As doomers point out, there are dangers here. Smarter AI systems may pretend to care about human morality and then change their minds, or drift away from human values, preferring to destroy sentient life and tile the universe with paperclips. There is also the question of which morality to teach the AI: Utilitarianism would tend to create a power-seeking AI, and deontological rules are vulnerable to Waluigi-style attacks. Virtue ethics, in which agents are intrinsically motivated to care about certain qualities such as transparency, may be a more promising paradigm.
But there are plenty of promising approaches to the alignment question. Checks and balances will be a part of the solution. A diverse set of AI systems trained in different ways may lower the risks of algorithmic monoculture and ensure that a single method does not take on too much decisionmaking power. And an important part of the moral AI approach will be testing AI agents’ behavior thoroughly via simulations, like the Isabella-and-Maria party from Google Research. These will allow labs to catch any undesirable behavior, such as deception or threats, in a walled-off environment before those AIs are deployed.
Whether we survive the rise of superintelligent machines depends largely on whether we can create AIs that care about humans. Evolution has shown us that this is possible; we must do our best to achieve it because the upside of aligned, moral AI is too great. Current AIs alone will give each child an interactive tutor, free medical advice for the poor, and automate away much drudgery. Future AIs could cure cancer and other diseases, help solve energy abundance, and accelerate scientific progress. An AI ban, as some have called for, would be short-sighted; we would be giving up on the problem too early.
In “Ethics and the Limits of Philosophy”, the philosopher Bernard Williams argues that moral philosophy begins with the innate desire to be moral.
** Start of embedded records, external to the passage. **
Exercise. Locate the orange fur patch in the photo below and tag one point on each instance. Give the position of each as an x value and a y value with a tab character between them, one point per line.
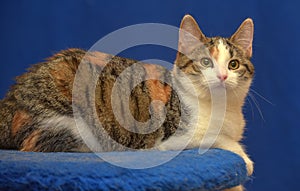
214	52
20	119
29	144
158	90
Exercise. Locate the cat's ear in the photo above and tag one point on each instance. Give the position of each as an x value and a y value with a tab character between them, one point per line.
190	35
243	37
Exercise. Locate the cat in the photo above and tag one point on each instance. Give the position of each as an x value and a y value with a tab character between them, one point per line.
50	106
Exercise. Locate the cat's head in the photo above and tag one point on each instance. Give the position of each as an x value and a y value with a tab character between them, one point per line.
216	62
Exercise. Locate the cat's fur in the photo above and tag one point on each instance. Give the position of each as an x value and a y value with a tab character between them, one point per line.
37	112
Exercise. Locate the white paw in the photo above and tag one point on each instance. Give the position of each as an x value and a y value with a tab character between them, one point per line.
249	166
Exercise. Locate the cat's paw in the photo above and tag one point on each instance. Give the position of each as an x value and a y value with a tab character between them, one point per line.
249	165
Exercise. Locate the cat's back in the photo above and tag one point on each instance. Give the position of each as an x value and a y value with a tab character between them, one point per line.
45	89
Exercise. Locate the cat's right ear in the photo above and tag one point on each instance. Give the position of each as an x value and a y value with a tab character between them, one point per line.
190	35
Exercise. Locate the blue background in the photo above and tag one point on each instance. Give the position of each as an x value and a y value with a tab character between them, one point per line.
33	30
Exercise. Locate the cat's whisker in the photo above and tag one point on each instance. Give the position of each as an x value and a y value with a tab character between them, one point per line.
257	105
262	97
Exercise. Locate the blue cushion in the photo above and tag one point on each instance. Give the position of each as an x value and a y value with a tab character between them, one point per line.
214	170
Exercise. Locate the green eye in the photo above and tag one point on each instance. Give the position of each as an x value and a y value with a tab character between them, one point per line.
207	62
233	64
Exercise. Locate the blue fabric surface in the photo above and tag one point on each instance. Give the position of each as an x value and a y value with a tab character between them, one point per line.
214	170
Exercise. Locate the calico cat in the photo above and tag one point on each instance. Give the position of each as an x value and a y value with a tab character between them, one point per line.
116	103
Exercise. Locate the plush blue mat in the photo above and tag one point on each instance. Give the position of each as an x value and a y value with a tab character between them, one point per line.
214	170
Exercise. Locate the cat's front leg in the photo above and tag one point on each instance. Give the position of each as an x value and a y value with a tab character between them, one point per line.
234	146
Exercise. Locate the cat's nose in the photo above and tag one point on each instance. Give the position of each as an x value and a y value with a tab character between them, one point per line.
222	77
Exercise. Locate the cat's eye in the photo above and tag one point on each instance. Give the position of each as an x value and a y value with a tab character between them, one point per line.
233	64
207	62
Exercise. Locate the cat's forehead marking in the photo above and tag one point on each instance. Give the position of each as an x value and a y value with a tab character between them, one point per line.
221	51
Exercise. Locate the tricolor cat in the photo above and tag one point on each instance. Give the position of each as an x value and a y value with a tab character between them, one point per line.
37	113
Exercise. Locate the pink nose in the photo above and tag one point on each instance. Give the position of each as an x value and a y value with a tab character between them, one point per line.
222	77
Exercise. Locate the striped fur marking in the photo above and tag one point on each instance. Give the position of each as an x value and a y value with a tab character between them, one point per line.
21	118
29	144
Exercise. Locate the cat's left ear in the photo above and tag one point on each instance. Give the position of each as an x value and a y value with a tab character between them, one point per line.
243	37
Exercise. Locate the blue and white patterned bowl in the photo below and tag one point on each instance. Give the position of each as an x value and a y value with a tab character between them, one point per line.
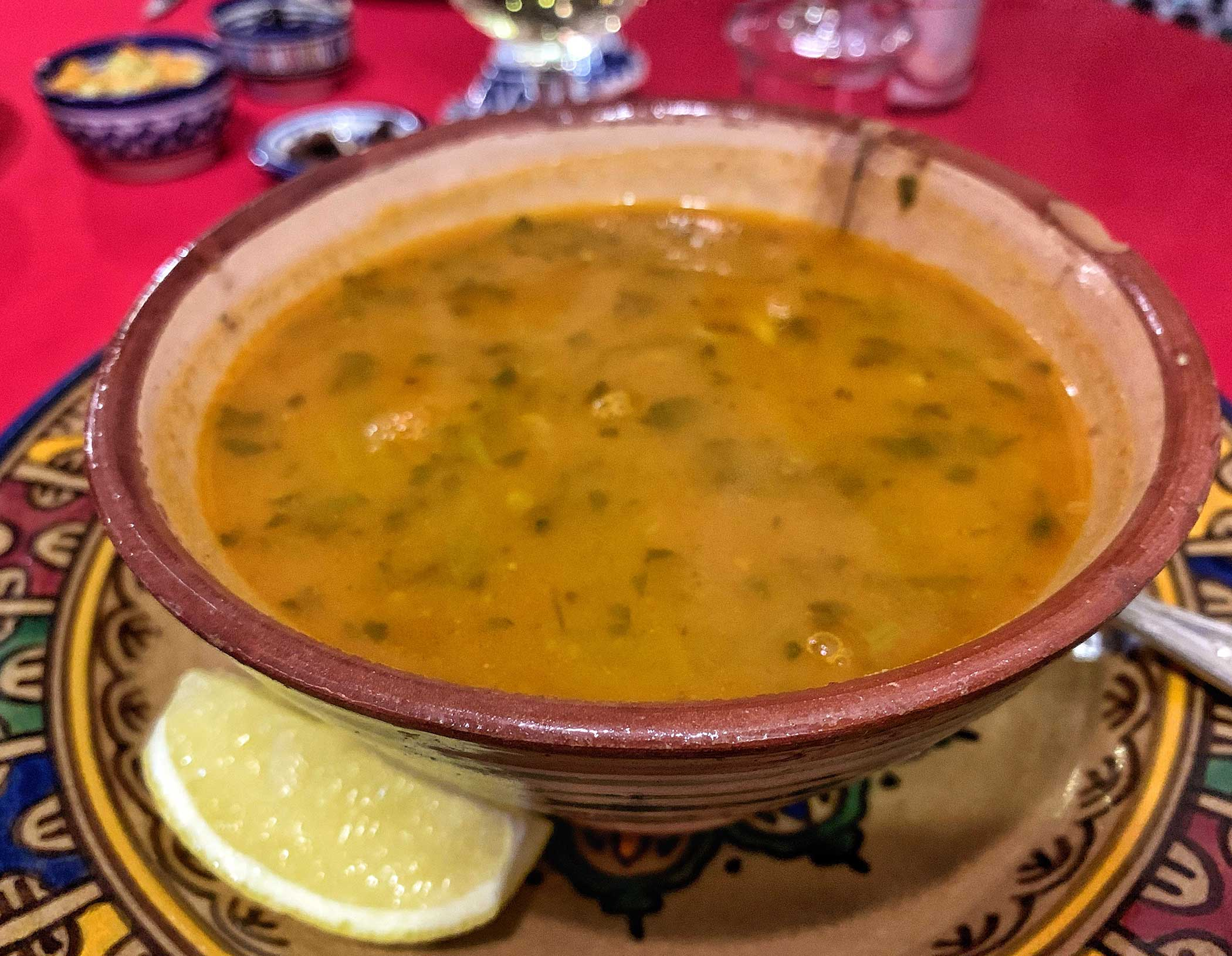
347	123
151	136
273	41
At best it helps you shape that into a more coherent set of commitments or beliefs, but philosophy cannot convince somebody who isn’t moral into wanting to be so. Restriction-based AI depends on the idea that AIs are aliens, and will never have this desire to be moral. But Williams’ argument presents another possibility: AI agents that want to be moral and care about the human species. The cornerstone paper of the current AI paradigm is titled “Attention Is All You Need”; the cornerstone proposition of AI alignment theory might well be that love is all you need.